Yükselen gökdelenleri eleştiri yapmaya hazırlanırken 27 Nisan e-muhtırası çıkıverir karşınıza. "Dershaneler, eğitim" tartışması çıkar, "Dostum, bu iş böyle olmaz" diye söze başlamak üzeresinizdir, birden 17/25 Aralık fırtınası kopar söz kursağınızda kalır. "Zorunlu Din Dersi, Alevilik" meselesi açılır, dönüp Hükümet'e tam da "Arkadaş, bu ne iş" diyeceksiniz, hop İŞİD Kobani'yi kuşatmaya alır, 6-7 Ekim olayları patlak verir, cümleniz havada asılı kalır.
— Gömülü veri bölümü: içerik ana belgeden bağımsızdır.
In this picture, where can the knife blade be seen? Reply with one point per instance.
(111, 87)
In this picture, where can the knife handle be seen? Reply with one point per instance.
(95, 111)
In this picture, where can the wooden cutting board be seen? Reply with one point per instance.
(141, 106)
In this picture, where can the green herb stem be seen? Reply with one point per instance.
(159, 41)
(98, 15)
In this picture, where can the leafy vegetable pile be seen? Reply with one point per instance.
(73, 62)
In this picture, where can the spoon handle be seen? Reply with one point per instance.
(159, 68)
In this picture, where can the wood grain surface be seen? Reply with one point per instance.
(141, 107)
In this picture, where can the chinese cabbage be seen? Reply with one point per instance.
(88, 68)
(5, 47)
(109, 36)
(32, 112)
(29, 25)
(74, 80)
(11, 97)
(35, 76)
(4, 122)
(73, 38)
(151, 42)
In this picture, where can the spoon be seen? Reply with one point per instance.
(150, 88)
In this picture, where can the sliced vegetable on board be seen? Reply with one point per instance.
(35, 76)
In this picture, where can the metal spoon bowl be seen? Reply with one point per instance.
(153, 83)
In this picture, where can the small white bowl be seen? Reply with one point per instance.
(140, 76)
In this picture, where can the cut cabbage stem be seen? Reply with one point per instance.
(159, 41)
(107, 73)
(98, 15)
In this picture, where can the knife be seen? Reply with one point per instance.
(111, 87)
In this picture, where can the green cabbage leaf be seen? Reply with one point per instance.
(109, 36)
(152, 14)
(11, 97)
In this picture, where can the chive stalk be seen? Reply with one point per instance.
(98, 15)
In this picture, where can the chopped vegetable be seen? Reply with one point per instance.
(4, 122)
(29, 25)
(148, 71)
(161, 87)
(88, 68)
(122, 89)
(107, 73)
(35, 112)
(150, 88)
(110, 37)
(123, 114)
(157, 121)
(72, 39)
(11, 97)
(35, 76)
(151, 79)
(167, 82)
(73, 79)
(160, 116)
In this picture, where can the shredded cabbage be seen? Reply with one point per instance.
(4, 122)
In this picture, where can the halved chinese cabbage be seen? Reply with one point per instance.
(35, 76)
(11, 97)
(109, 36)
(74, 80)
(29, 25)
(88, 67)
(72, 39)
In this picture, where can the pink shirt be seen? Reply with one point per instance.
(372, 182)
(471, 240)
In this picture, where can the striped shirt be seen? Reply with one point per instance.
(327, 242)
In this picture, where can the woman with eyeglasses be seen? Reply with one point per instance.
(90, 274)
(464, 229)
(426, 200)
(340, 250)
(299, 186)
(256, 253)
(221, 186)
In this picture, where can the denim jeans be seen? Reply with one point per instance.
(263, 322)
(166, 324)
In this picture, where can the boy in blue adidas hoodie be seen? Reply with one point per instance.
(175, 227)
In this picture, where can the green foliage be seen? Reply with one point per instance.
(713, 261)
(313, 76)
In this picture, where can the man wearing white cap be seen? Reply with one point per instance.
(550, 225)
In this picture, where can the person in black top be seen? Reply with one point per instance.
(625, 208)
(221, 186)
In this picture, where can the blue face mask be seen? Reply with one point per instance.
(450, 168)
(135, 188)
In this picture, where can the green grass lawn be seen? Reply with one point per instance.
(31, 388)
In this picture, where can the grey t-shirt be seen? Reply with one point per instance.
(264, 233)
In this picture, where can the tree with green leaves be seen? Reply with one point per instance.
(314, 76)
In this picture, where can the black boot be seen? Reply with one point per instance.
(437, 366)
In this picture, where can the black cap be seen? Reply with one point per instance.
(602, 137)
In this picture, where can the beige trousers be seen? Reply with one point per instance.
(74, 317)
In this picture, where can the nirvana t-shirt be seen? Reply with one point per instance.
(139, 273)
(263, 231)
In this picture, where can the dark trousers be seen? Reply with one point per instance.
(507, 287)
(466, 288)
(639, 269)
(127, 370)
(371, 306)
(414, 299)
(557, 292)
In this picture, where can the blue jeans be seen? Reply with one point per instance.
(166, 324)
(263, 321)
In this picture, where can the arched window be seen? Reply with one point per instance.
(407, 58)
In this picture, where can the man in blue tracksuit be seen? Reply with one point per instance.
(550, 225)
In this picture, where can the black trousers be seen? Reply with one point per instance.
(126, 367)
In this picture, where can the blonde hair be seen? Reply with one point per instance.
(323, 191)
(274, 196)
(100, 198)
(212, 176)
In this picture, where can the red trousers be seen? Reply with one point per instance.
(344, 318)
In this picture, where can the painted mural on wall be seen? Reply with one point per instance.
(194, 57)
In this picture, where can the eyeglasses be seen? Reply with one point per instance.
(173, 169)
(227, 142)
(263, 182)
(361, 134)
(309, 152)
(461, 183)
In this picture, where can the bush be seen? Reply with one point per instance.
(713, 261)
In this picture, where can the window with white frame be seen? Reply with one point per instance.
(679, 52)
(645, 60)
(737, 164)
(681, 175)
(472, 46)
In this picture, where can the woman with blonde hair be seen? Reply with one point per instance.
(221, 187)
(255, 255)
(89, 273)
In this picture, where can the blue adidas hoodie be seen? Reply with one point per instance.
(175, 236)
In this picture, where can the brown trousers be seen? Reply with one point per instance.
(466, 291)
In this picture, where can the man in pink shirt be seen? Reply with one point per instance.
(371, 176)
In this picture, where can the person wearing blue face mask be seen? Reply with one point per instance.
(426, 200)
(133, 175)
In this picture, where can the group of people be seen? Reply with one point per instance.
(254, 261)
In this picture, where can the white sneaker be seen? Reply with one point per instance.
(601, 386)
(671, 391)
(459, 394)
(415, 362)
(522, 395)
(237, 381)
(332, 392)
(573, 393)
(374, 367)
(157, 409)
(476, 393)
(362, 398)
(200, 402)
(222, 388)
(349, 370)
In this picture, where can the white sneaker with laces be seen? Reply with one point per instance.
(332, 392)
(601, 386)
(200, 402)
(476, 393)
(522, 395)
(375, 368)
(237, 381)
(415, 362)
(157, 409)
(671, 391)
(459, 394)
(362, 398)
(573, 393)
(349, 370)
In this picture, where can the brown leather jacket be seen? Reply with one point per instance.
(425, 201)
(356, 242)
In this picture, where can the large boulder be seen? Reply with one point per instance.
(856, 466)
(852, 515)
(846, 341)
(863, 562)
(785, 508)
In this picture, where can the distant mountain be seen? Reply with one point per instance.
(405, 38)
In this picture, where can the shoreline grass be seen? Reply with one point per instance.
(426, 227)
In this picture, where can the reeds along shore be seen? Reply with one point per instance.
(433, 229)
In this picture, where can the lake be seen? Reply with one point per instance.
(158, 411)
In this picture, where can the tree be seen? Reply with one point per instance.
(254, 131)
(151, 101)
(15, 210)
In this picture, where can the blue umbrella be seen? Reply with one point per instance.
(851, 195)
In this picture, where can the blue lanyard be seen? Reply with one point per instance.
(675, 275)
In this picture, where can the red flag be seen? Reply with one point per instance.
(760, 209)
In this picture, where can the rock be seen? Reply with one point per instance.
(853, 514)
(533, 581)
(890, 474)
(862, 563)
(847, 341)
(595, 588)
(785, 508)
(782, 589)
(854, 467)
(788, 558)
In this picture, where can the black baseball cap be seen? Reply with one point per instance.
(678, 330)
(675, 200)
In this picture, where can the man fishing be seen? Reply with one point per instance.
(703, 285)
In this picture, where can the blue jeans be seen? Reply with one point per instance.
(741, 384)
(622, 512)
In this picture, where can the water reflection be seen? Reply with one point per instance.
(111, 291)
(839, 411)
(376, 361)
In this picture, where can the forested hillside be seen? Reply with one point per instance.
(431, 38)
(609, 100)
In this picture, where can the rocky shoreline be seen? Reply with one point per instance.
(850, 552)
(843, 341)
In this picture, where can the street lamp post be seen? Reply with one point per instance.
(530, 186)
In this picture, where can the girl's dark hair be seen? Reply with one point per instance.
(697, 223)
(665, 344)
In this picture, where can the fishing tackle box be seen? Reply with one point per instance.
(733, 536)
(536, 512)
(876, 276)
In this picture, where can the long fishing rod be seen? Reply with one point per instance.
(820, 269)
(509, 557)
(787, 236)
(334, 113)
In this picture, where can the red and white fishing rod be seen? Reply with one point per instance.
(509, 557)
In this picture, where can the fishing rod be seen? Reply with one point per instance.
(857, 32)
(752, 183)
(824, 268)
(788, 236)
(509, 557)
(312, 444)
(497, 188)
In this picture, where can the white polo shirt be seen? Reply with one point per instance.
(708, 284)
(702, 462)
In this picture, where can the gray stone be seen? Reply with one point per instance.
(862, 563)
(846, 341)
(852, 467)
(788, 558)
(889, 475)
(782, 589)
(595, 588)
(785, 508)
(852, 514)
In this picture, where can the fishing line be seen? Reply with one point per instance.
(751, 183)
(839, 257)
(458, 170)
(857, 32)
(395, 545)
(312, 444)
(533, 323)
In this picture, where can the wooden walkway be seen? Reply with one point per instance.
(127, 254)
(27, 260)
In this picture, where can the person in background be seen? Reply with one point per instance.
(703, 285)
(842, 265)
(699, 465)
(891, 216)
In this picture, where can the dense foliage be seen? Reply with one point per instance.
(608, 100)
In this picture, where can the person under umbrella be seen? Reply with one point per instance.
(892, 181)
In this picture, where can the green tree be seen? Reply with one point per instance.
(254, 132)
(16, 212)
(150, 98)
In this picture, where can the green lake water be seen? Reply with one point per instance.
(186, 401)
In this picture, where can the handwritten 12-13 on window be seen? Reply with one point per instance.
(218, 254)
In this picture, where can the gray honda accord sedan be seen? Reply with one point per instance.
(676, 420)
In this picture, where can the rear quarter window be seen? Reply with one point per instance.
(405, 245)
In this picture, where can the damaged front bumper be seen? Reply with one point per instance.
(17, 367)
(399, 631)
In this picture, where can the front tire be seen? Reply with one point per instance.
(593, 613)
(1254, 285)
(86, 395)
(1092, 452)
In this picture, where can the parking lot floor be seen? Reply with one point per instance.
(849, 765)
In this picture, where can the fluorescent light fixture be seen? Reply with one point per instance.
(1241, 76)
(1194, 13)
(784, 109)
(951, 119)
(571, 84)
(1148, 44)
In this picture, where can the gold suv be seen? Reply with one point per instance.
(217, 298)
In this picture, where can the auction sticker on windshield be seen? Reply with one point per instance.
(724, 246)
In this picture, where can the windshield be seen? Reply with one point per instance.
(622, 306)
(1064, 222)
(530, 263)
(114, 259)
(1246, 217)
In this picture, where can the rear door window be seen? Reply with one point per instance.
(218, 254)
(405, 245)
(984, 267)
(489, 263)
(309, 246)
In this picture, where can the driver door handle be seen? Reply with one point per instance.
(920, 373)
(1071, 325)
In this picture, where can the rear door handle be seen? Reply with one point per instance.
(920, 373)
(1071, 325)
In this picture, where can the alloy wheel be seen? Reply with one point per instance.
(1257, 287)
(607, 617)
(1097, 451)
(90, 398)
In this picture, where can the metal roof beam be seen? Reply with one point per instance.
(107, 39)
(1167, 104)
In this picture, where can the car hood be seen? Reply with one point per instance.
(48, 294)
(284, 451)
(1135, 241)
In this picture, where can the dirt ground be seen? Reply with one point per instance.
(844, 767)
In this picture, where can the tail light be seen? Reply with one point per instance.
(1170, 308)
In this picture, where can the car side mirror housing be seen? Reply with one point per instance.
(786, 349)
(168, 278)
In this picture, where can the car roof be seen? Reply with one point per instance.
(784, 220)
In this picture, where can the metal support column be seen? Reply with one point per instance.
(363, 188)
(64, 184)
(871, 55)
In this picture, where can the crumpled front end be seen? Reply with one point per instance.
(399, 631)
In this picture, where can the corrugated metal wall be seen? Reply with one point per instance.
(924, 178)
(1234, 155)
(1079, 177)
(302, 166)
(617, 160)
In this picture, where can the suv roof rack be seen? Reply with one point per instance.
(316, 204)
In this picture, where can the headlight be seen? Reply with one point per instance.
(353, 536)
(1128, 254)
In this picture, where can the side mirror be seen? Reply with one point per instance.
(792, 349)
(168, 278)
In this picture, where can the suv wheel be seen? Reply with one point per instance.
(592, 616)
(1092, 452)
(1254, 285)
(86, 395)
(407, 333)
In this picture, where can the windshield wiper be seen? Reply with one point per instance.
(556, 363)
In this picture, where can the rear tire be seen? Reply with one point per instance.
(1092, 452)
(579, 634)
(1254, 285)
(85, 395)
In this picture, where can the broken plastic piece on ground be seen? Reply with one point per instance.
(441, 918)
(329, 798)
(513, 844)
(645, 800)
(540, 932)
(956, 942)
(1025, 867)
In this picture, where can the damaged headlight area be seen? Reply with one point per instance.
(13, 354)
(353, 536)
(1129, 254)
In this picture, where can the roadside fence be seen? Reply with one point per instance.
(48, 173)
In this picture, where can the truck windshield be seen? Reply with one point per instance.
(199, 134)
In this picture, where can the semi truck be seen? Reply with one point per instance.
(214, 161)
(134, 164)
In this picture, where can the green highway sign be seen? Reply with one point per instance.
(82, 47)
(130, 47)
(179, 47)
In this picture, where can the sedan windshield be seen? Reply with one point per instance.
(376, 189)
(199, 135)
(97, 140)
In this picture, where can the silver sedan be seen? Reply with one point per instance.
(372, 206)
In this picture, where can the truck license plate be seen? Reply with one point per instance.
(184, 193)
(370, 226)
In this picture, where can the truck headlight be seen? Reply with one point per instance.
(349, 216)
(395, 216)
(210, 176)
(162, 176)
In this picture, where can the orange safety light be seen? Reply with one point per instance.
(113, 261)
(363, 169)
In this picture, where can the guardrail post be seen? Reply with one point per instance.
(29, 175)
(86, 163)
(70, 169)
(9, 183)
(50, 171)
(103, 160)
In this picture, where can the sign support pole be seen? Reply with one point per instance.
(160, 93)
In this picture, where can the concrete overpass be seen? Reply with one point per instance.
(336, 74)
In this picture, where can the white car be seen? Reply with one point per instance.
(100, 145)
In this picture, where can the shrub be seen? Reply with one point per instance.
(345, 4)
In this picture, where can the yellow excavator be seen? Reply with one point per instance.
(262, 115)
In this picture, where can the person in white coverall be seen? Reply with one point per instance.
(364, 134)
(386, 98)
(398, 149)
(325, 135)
Safları sıklaştıran iç-dış gelişmeler bitmiyor. Sürekli kursağınızda kalmış, boğazınızda düğümlenmiş zamanını bekleyen kaplara girmemiş eleştirilerinizin-uyarılarınızın ağırlığı altındasınız. Bir türlü doğru zaman gelmiyor, bir türlü uygun koşullar oluşmuyor. Anlaşılan o ki beklediğimiz tarihin o uygun koşullara sahip eşref saati hiçbir zaman gelmeyecek. Doğru zamanı beklerken sorumluluğumuz aşınıyor, yapılan yanlışlara karşı duyarsız hatta ortak oluveriyoruz. Oysa hepimiz gerçek dostlara yani acı söyleyen dostlara muhtacız. Hem yanlışlar karşısında bizi uyaran hem de gördüğü yanlışlara rıza göstermeyip kendisine yabancılaşmayan dostlara.

Bakın, Etyen Mahçupyan geçen günkü yazısında "Ak Parti'nin en büyük ayak bağı olan yeni burjuvazinin hırsı"ndan bahsediyordu. Siyasetin bu taleplere karşı duyarsız olmadığını, çift taraflı bir ilişkinin bu işin doğasında olduğunu biliyoruz. Ancak herkes için dönüşüm yerine sistemin "bizimkiler"e açılması arasındaki fark ya fark edilmiyor ya da fark edilmek istenmiyor. Şimdi ekonomik alanda Mahçupyan'ın dikkat çektiği "etik normları içselleştirememiş bir zihniyetin kuşatması altındaki Hükümet"in kuşatıldığı hırs çemberini püskürtmek için besleyici hamleler yerine önleyici uygulamalara imza atması gerekmektedir.

Kamu personel rejiminde oluşabilecek kuşatmalara karşı güç bela oluşturulan ve kamuoyunca makbul karşılanan bariyerlerin yıkılması, tabiri caizse sistemi her türlü ilkenin, kriterin alenen çiğnendiği bir yandaşlık, kayırmacılık düzenine savurmaktadır. Kamudaki istihdamın ve kariyer düzenlemesinin keyfi tasarruflara açık hale getirilmesi kamu vicdanını sızlatmakta ve Mahçupyan'ın yerinde ifadesiyle Hükümet'in meşruiyet zemininde gedikler açılmasına neden olmaktadır.

Siyaset bilimcilerin önümüzdeki on yılın aktörü olarak AK Partiyi kodlamaları tarihsel bir zorunluluğa işaret etmiyor. Evet, Gemi yol alıyor, genel istikamet sağlam duruyor ancak rüzgarlar Gemi'nin istemediği yönlerden esiyor. Gemi'nin aksamını sağdan soldan kemirip su almasına neden olanların diş gıcırtısı da ayrıca kulakları tırmalıyor. Gemi'de yankılanan bu diş gıcırtısından rahatsız olunduğunu gösteren bir emare de yok. Tersine kulakları tırmalayan bu sese tempo tutan, onu kabul edilebilir bir melodi olarak gören teşvik edici bir kabulleniş, destekleyici bir onama var. Yazık. Bir taraftan "Çözüm Süreci", "Alevilik Çalıştayları" gibi girişimlerle devasa sorun alanlarına el atacaksın diğer taraftan azgın hırs seline dur demeyeceksin. Gerçekten yazık.